The first campus blockade over the CPE took place in Rennes in February 2006. Far from antagonising the apolitical student majority, the takeover increased support for the activists. Within weeks two-thirds of French campuses and hundreds of secondary schools were blocked, with only a minority expressing frustration at being prevented from studying. The same is true of the population at large: the protests played a key role in changing citizens' minds. Few opposed the CPE when it was introduced on 16 January, but popular hostility grew with the movement; by late March, 70% of people told pollsters they were against the plan. The movement was the cause not the consequence of widespread anger.

The attitude of media and political elites is equally enlightening. Initial criticism of the CPE was restricted to Villepin's usual foes, notably leftwing commentators and anti-Chirac centrists. And this criticism focused mostly on the way the law had been rammed through parliament, using the blockbusting Article 49-3 of the constitution. It was only when protests swelled that wide sections of the commentariat and the political mainstream decided that the plan itself had been a terrible idea from the start. Even conservative commentators and centre-right deputies rounded on Villepin.

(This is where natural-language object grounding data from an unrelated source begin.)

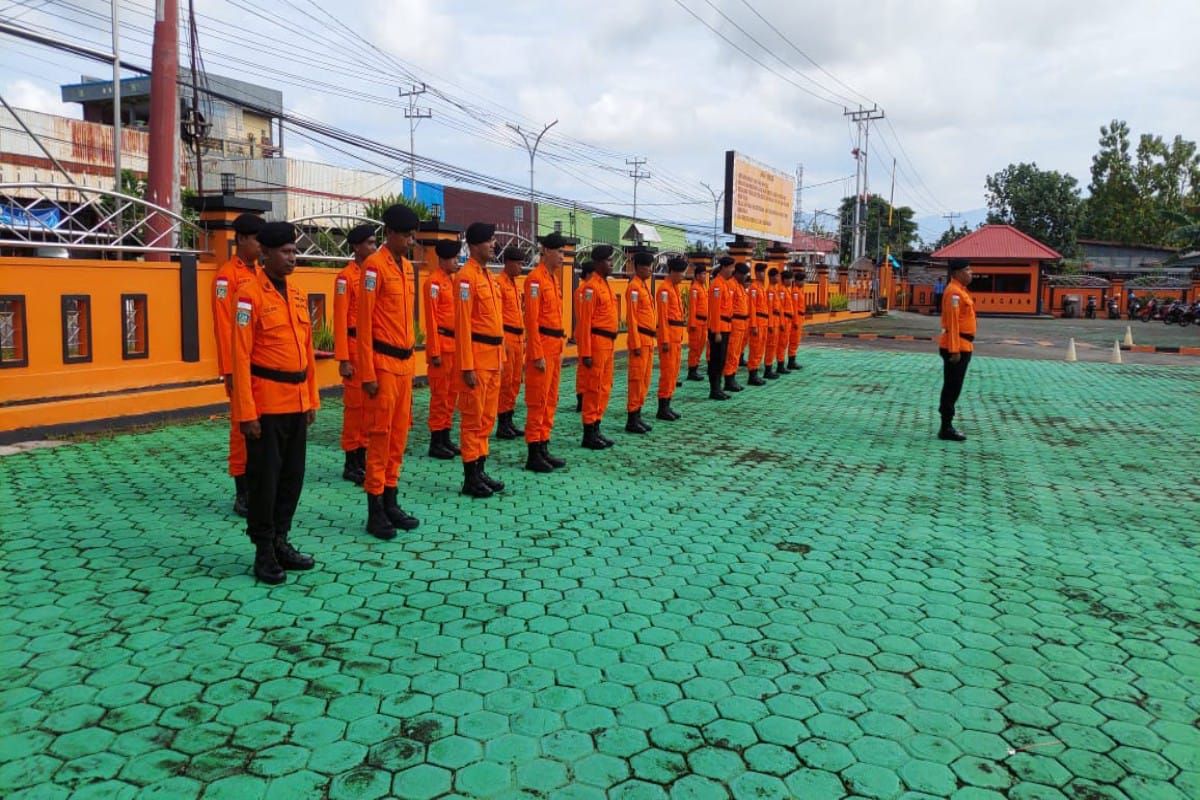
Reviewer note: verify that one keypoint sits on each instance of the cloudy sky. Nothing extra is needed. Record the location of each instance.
(969, 86)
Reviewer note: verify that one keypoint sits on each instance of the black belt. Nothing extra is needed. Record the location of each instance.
(279, 376)
(391, 349)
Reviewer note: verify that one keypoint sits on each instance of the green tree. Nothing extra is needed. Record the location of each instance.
(899, 235)
(1042, 203)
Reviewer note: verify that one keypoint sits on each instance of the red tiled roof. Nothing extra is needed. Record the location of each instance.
(997, 242)
(813, 244)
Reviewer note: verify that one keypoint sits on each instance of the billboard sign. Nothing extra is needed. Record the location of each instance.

The protesters, in short, are widely seen as the legitimate voice of the people. This is part of the French exception. Mass rallies can also lead to government climb-downs in other countries – as was the case with Britain's 1990 poll tax riots. But in France the protesters have more than a consultative voice, which the authorities may or may not choose to take into account. Both the public and smart opinion regard them as the ultimate arbiters of policy.

Why then, you may ask, does France bother with elected politicians? The philosopher Jean-François Revel raised this interesting question in 1994 in the wake of the government's U-turn on the youth wage plan. Revel then made a "modest proposal":

"We must formalise a state of fact that is already stronger than the formal Constitution… Since representative power has been stripped of any significance, I suggest the President of the Republic should be drawn by lots. He would rule from the Elysée palace, surrounded by cronies – which would not alter accepted practice. Instead of getting bills passed by the Assembly and Senate – a horrible waste of time – the President would just announce them to all and sundry, and wait for reactions. In case of sustained calm, the law is approved. If unrest occurs, it is withdrawn."

It is time to revive Revel's plan for constitutional reform. Such a procedure would formalise a system that is already in force, but has the advantage of being much speedier and less costly than the obsolete parliamentary apparatus France retains.